Now, on the surface, you wouldn’t think that I would be upset about Goodreads. You can see my profile, and how while I have no problem writing negative reviews, I have chosen not to really have any shelves about author behavior. I don’t think I’ve ever mentioned an author past their last name in my review(though I might if I thought it was relevant). On the surface, this policy change doesn’t seem to affect me in the slightest. I think this is an important point, because while I may not be objective(because let’s face it, we are ALL subjective at some point in this conversation, and I tend to side with reviewers because, clearly, I am one), I have not been truly personally affected so far.

Even so, here’s why I dislike the new policy(which you can read on the Feedback Thread). 

1. This was handled incredibly POORLY on Goodread’s Part

First, they deleted reviews and shelves without warning by several bloggers.

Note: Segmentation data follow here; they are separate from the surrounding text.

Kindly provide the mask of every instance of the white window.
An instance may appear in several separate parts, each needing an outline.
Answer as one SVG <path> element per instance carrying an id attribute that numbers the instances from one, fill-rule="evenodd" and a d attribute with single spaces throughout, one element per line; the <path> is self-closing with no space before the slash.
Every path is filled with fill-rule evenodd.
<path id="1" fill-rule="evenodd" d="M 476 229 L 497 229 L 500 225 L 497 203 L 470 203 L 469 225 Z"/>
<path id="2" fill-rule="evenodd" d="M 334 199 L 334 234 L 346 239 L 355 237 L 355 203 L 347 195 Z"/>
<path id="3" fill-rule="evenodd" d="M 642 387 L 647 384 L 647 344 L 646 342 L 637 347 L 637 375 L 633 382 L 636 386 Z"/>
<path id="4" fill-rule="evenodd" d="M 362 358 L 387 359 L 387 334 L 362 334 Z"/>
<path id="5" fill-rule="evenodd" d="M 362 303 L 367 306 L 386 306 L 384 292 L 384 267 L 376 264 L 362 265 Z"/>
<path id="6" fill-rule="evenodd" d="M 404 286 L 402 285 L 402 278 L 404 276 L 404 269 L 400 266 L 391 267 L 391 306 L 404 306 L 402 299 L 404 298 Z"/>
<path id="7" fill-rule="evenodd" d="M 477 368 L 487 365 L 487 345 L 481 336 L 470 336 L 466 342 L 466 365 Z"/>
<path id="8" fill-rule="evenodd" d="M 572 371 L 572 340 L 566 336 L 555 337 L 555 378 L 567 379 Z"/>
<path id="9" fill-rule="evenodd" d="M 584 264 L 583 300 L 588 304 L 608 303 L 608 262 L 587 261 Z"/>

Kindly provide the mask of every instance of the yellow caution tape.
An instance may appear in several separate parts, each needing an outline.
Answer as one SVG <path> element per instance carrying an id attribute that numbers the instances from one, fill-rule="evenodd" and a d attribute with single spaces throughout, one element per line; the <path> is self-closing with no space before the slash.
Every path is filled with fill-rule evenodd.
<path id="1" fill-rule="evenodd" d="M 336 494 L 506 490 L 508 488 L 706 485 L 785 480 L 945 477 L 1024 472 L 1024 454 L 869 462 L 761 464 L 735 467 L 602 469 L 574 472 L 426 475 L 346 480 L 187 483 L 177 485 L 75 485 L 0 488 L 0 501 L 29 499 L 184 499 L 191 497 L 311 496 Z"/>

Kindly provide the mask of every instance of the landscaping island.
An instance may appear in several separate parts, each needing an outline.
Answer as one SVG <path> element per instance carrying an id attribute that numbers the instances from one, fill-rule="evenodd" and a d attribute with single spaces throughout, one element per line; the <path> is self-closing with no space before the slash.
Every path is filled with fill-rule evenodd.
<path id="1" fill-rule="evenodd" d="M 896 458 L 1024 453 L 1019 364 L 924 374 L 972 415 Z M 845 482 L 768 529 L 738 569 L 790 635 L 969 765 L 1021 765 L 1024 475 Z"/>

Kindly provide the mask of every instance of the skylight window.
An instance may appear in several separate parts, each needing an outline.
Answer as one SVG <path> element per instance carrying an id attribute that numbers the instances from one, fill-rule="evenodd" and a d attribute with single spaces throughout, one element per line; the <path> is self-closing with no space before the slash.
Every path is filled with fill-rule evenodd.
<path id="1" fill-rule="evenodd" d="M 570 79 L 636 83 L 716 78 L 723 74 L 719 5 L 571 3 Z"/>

These shelves and reviews were NOT in violation of the current GoodReads policy. These reviewers had not been informed of the policy change yet. Emails were sent after the fact saying shelves and/or reviews had been deleted, and the reviewers in questions were given slaps on the wrist and were told if they continued to act contrary to the spirit of Goodreads, their accounts could be suspended.

Again, I reiterate: These reviewers were not INFORMED of the new policy before shelves were deleted. As I am currently writing this on Monday, September 23rd, Goodreads has yet to inform members of this new policy anywhere other than the feedback forum. There has been no official blog post nor email.

Not to mention the TIMING of the post. Goodreads posts this on Friday, offers a few(very few) clarifications as people discuss(and mostly against the new policy) in the comments on the thread. Eventually, Goodreads did apologize for deleting shelves and reviews without warning, but in the end, doesn’t do much good. Have the shelves and reviews returned? No. Again, it’s important to remember that the shelves used and reviews written were not against GoodRead’s policy when they were first used/written. And again, yes, Goodreads has every right to wield control over the site as they see fit, but this is not good customer service or public relations. By their actions, Goodreads has managed to lose some of their most loyal “customers”. And these customers may not be buying anything, but they ARE supplying Goodreads with most their biggest product–the content of the site itself. And if Goodreads manages to screw this policy change up(not even the actual policy itself, which we’ll get to, but just how they DEALT with it), then I really don’t trust them.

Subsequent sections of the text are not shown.